Cultured meat may indeed be one way toward a more environmentally sustainable future, but that future remains relatively distant and highly speculative. For now, perhaps the least terrible option for recalcitrant meat eaters who care about the environment and have the privilege of choice is to support the small, independent farms that raise animals using sustainable and humane practices. Nearly 100 percent of most livestock raised for consumption lives on factory farms. There’s little doubt that small farms can be a more sustainable alternative — one that should be combined with an even more sustainable alternative, which is just to eat less meat. Decreased consumption leads to decreased demand and, in turn, to decreased production. But given that global meat production is projected to be 16 percent higher in 2025 than it was a decade prior, this seems as unrealistic as the likelihood of McDonald’s rolling out cell-cultured Big Macs in time for Christmas.

Rather than looking at the sustainable food supply chain of the future as an all-or-nothing scenario — one that either involves animal products or doesn’t — it’s perhaps more practical to take a holistic view, one that acknowledges the dizzying complexities of food production, as well as the varying definitions and measures of “sustainability.” Put another way, there is no single correct approach to fixing our problems, something illustrated by a 2017 study about the potential of organic agriculture to create a more sustainable food system. A 100 percent conversion to organic agriculture wouldn’t do it, the study found — among other problems, organic farming would require more farmland than its conventional counterpart. A more sustainable scenario, the study concluded, would combine organic agriculture with reductions in food waste and the amount of food used for livestock, along with a corresponding reduction in the production and consumption of meat.

Even supposing there is no magic bullet, there does seem to be one obvious thing we could do to build a more sustainable supply chain: stop factory farming. Because while livestock farming can be sustainable and even ethical, particularly if it’s done on a smaller scale and using practices that favor the environment and human and animal welfare, there is nothing sustainable about the industrial livestock industry. And if climate change, environmental degradation, and worker and animal abuses haven’t given us reasons enough to find a better way forward, then the COVID-19 pandemic has provided yet another compelling reason by highlighting the ways that factory farms, with their overcrowded, unsanitary conditions ripe for spreading disease and promoting antibiotic resistance, may put us at risk for future pandemics.
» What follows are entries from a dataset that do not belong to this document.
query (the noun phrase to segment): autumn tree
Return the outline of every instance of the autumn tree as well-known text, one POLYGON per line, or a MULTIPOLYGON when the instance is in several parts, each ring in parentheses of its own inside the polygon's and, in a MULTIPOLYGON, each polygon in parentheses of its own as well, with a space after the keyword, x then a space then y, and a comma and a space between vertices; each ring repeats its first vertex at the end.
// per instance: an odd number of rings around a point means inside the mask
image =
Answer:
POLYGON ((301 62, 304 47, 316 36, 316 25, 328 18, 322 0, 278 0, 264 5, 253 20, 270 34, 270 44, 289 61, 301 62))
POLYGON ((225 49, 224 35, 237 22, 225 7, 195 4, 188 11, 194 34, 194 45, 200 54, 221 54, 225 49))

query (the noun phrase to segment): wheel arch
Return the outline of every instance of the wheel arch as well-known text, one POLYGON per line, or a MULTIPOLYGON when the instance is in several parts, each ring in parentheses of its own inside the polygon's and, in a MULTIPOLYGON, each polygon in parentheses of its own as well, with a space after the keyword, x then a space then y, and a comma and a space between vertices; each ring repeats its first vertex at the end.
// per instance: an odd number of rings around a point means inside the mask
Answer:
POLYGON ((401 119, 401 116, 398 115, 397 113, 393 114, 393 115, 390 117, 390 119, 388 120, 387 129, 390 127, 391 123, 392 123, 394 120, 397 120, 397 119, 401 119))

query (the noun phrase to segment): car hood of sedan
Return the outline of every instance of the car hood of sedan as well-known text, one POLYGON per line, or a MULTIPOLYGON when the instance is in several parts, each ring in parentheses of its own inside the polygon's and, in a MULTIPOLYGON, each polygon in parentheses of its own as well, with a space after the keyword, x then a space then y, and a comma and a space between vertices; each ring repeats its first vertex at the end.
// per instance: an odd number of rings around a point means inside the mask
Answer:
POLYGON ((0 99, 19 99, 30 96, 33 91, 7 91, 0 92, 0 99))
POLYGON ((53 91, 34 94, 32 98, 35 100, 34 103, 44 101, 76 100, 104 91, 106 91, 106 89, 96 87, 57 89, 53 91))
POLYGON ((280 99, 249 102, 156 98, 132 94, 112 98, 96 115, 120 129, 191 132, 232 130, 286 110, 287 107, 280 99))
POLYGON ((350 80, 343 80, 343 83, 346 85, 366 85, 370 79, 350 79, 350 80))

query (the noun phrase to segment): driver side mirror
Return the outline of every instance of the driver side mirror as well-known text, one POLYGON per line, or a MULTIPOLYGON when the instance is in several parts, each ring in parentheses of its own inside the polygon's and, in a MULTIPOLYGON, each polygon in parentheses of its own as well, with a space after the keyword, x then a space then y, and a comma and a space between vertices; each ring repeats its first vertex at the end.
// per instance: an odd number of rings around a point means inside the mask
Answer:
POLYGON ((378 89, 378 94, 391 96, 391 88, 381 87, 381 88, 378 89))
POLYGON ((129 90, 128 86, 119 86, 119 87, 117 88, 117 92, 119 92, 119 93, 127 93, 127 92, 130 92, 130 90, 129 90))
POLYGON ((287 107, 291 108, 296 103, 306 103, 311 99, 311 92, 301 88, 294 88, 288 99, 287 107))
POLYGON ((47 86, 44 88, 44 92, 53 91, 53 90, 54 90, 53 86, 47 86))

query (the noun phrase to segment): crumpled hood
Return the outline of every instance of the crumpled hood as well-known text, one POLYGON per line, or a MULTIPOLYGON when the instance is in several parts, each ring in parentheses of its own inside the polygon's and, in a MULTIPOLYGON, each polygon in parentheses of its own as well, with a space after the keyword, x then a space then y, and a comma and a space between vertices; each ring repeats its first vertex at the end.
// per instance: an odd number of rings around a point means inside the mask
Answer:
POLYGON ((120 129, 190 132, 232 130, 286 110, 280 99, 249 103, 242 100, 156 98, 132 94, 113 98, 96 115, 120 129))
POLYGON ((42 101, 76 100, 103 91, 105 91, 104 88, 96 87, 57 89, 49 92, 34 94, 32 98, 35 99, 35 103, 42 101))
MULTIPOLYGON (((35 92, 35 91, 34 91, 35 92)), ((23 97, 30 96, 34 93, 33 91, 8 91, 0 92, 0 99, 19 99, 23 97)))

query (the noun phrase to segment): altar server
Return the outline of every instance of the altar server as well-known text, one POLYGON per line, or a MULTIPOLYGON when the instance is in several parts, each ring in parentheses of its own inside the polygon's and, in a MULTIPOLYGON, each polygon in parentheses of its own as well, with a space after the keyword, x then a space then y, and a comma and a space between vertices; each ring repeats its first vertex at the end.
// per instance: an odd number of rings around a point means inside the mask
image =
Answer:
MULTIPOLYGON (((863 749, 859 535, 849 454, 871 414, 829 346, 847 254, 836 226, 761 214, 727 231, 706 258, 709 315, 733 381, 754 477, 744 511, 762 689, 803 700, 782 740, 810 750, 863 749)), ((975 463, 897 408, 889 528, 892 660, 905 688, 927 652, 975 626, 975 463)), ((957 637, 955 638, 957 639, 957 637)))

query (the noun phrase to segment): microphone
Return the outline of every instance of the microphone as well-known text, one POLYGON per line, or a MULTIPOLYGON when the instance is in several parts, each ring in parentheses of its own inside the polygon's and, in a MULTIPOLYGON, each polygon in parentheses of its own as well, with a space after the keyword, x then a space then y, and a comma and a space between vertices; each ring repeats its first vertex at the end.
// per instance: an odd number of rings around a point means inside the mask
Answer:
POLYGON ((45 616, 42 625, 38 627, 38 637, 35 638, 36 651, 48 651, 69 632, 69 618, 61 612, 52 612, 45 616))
The call to end factory farming is gaining momentum: Last December, Sen. Cory Booker introduced legislation that would place a moratorium on large industrial animal operations and phase out the biggest ones by 2040. Crucially, the proposed bill also calls for strengthening protections for the family farmers and ranchers who cannot compete with these large-scale operations and are often forced into exploitative contracts with the corporations that control the meat industry.

This kind of support for small, independent farmers is at the heart of what the ethical and sustainable supply chain of the future entails: It is not so much about vegan eating as it is about creating systems that enable farming that is humane for the environment, people, and animals. Plant-based meat can be part of that, and should be — provided that the companies that manufacture it are actively invested in creating a system whose concept of ethics and sustainability goes beyond being simply the lesser of two evils.